Aging of the population and increased demand for services are not why costs have risen so quickly in health care, according to a study in the Journal of the American Medical Association.
“Between 2000 and 2011, increase in price (particularly of drugs, medical devices, and hospital care), not intensity of service or demographic change, produced most of the increase in health’s share of GDP,” say the authors of “The Anatomy of Health Care in the United States” in JAMA’s November 13 issue.
In 2011, health care expenditures totaled about $2.7 trillion, nearly 18% of the economy.
Since 2000, about 91% of health care inflation can be pinned on hospital charges and the cost of drugs and devices.

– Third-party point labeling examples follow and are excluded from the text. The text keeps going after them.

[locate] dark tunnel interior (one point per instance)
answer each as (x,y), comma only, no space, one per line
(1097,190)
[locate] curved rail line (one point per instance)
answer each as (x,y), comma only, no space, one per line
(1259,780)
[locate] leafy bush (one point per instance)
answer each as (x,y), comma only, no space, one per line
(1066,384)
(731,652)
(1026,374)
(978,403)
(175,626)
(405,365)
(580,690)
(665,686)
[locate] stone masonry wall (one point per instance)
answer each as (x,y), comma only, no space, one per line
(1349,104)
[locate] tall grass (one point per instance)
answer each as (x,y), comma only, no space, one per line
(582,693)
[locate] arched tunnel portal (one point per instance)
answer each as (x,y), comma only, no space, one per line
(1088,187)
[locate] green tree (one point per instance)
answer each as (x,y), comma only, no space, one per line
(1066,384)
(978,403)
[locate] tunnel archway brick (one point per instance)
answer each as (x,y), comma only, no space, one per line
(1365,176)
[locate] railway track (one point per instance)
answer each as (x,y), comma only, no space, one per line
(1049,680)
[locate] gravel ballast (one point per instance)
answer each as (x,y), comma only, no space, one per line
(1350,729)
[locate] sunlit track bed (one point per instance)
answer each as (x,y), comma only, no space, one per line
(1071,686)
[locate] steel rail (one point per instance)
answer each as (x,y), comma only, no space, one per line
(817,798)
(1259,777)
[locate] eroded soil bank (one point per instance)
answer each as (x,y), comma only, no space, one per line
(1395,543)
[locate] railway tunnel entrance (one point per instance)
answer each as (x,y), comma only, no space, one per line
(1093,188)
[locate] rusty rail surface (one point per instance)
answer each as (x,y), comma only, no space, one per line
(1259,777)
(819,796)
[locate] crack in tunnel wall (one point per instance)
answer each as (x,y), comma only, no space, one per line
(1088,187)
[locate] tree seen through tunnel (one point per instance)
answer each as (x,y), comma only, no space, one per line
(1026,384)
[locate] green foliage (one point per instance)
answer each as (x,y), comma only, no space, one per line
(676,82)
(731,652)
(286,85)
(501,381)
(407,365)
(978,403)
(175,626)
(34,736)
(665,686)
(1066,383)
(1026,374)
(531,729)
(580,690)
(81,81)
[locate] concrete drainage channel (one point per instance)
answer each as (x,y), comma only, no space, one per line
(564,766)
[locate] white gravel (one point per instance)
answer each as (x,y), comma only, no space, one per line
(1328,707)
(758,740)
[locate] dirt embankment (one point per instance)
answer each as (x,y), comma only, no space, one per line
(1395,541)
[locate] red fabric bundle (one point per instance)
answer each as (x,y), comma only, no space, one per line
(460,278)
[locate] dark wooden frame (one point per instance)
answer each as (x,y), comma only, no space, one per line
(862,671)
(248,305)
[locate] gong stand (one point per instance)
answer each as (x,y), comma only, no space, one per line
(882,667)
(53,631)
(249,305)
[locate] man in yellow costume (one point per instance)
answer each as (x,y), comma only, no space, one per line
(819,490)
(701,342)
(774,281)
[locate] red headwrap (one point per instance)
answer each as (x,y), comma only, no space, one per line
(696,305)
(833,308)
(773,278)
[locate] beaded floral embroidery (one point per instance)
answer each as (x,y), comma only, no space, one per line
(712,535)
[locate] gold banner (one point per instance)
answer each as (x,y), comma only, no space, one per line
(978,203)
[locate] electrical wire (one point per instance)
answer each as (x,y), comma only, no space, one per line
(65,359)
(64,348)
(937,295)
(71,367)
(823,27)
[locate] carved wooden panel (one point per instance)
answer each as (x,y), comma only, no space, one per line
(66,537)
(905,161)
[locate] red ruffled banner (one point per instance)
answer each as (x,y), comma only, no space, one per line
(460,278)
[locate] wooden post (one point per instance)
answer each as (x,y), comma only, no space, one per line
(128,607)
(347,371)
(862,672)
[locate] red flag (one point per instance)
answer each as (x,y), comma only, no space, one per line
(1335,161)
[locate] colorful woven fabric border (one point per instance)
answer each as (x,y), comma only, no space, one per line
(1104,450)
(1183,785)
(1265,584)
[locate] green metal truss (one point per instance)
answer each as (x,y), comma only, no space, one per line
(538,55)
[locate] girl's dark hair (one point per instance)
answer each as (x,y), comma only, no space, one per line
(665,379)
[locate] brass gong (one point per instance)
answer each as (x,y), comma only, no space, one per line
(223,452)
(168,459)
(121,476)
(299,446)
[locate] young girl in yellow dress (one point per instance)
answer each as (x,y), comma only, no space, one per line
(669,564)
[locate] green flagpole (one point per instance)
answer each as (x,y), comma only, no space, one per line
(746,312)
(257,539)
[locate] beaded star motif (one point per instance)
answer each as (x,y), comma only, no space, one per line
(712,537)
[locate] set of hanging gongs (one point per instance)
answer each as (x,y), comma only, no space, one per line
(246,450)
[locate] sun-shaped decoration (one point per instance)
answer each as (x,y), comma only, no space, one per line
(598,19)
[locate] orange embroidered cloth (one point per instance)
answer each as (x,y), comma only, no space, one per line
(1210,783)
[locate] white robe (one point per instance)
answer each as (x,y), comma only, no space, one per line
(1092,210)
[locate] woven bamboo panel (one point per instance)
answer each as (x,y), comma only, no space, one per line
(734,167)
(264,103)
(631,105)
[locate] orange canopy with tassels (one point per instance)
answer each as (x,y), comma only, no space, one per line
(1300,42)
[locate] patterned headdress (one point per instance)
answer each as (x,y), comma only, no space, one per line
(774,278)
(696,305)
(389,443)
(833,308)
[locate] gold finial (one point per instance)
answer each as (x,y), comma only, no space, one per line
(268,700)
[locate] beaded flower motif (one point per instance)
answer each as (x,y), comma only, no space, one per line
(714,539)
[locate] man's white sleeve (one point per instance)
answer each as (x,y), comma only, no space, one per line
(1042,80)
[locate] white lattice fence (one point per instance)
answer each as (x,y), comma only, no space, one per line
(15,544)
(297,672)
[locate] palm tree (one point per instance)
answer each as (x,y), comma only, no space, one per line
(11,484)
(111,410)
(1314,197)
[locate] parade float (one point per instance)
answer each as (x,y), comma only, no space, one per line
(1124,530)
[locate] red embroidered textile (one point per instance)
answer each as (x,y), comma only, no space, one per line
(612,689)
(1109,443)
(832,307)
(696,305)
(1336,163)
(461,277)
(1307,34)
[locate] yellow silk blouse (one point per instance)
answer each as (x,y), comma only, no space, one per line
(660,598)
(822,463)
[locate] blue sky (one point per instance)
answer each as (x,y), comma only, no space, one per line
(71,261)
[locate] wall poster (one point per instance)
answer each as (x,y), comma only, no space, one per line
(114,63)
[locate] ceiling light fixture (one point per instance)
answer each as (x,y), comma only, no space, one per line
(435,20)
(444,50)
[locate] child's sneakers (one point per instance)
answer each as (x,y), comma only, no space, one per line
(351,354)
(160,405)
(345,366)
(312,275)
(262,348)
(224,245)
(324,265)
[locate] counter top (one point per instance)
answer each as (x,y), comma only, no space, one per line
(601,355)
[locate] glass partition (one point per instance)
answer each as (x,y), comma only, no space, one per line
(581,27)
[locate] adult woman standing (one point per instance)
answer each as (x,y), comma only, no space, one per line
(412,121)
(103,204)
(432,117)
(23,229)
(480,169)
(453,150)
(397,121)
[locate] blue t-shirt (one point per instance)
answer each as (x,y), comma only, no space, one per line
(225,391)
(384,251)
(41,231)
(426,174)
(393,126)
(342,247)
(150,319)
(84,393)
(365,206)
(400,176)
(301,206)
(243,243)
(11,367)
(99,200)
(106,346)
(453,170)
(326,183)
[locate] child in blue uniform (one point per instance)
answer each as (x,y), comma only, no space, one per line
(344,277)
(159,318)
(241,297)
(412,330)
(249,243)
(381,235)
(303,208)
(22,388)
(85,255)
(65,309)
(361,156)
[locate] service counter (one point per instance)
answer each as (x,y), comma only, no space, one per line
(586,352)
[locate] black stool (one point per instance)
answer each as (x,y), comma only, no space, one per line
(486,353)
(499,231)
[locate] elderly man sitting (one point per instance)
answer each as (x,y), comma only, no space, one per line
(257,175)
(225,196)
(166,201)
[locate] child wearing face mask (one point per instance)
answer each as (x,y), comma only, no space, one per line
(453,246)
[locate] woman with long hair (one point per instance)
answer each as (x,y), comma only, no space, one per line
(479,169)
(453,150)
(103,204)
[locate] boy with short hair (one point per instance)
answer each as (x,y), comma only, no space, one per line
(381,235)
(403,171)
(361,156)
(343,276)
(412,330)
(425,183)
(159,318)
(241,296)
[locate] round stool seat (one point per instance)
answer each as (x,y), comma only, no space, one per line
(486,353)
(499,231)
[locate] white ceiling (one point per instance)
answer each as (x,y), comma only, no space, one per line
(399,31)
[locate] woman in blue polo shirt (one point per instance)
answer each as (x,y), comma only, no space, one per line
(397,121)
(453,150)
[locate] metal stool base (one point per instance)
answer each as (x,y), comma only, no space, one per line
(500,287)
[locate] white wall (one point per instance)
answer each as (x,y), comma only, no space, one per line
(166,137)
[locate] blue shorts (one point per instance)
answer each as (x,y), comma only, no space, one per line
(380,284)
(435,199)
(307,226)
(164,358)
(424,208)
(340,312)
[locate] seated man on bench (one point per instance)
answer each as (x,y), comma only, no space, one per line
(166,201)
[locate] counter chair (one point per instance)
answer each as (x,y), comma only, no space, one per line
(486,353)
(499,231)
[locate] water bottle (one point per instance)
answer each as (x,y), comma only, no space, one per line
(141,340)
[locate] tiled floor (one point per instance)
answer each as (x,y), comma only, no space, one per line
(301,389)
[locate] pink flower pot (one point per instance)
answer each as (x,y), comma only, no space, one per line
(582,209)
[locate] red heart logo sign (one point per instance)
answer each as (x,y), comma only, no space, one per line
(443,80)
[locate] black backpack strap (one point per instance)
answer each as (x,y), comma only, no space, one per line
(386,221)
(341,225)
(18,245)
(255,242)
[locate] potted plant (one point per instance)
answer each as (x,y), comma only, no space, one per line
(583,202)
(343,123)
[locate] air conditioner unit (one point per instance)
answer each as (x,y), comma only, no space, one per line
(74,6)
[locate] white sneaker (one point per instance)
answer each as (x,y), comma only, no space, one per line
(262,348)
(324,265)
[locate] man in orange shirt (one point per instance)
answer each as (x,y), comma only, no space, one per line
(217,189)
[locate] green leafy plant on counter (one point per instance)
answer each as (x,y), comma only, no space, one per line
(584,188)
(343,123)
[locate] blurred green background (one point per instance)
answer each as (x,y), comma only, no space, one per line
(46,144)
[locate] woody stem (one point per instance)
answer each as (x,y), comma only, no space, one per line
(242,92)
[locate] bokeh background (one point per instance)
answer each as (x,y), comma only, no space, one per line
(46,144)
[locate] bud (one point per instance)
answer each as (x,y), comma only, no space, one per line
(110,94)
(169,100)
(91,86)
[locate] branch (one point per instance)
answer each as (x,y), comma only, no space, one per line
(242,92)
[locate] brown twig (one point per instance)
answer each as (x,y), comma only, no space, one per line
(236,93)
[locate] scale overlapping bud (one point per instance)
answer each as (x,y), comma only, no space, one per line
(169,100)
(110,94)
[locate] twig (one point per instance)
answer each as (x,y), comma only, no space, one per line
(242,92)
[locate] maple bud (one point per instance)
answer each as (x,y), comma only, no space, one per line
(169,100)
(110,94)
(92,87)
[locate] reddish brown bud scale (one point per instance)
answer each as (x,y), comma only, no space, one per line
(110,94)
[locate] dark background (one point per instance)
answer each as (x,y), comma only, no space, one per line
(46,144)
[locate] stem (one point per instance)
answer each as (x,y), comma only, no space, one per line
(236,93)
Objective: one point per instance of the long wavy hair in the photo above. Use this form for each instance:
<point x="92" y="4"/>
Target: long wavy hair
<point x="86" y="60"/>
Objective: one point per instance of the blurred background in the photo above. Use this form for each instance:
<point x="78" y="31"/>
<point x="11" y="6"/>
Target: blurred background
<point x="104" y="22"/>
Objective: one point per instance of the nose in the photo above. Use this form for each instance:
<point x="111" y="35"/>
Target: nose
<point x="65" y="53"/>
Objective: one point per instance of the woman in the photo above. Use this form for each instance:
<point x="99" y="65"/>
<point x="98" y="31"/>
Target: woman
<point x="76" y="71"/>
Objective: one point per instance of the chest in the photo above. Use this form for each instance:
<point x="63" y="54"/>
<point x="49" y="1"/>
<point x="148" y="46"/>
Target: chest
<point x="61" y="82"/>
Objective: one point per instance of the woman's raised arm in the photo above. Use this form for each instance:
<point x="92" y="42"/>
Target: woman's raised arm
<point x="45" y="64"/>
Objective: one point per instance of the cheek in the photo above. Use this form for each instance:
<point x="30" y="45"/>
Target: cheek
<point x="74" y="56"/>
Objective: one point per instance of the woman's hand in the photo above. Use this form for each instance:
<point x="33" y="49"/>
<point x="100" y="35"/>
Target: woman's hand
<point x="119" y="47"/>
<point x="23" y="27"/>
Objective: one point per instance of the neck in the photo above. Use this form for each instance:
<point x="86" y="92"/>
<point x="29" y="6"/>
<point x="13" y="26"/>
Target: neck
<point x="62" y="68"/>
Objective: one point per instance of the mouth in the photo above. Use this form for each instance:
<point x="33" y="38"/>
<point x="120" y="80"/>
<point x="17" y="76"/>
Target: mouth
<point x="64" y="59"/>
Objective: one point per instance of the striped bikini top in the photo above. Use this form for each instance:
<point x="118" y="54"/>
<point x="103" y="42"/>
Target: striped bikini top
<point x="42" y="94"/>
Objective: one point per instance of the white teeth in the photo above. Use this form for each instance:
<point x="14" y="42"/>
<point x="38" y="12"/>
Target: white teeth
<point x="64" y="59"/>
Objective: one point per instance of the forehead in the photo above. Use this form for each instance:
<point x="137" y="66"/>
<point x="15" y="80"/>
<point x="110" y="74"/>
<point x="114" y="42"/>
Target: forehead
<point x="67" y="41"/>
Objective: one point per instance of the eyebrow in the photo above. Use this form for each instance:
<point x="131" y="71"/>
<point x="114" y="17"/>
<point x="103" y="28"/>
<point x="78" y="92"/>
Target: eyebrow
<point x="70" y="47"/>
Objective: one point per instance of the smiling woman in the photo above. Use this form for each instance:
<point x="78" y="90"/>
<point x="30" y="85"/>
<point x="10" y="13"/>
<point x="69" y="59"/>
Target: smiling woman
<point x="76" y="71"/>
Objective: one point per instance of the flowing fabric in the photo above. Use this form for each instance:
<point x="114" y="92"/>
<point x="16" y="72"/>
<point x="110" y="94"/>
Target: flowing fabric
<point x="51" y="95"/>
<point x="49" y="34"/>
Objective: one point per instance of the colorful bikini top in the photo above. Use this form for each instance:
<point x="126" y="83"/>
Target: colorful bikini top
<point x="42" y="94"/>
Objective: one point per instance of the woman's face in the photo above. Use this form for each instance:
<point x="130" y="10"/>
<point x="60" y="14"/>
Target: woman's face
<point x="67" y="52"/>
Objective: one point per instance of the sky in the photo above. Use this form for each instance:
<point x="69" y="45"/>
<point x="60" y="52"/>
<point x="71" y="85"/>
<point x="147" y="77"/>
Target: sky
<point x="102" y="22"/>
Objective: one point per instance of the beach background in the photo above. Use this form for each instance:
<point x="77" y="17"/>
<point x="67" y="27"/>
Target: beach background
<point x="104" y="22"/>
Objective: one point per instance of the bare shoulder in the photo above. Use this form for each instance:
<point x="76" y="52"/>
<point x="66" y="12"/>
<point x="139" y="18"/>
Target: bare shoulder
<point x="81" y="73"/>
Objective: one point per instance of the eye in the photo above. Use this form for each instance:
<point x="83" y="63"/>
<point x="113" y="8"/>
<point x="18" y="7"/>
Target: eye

“The continued increase of health care as a portion of the economy can largely be [attributed] to the failure of the rest of the economy to increase much at all,” the authors argue.
It might get worse, they add, citing a growing focus on population health.
“Clinicians increasingly are expected to substitute social and economic goals for the needs of a single patient,” says the study. “These contradictory forces are difficult to reconcile, creating risk of growing instability and political tensions.”
They add, “The relative decline in personal spending on health care accompanies (and abets) the shift from medicine’s historical commitment to a single individual and substitutes responsibility for groups of people, representing ascendancy of the public health and social policy perspectives over that of traditional, individually focused medicine. This change produces many ethical, cultural, and economic questions.”
The study also contradicts the common assumption that people pay more out of pocket and in premiums than in the past. Those charges have increased “more slowly than employers’ share of premiums for private insurance and Medicare. . . . These data contradict another common perception that personal out-of-pocket spending for premiums and copayments [has] increased faster than [spending by] government and employers.”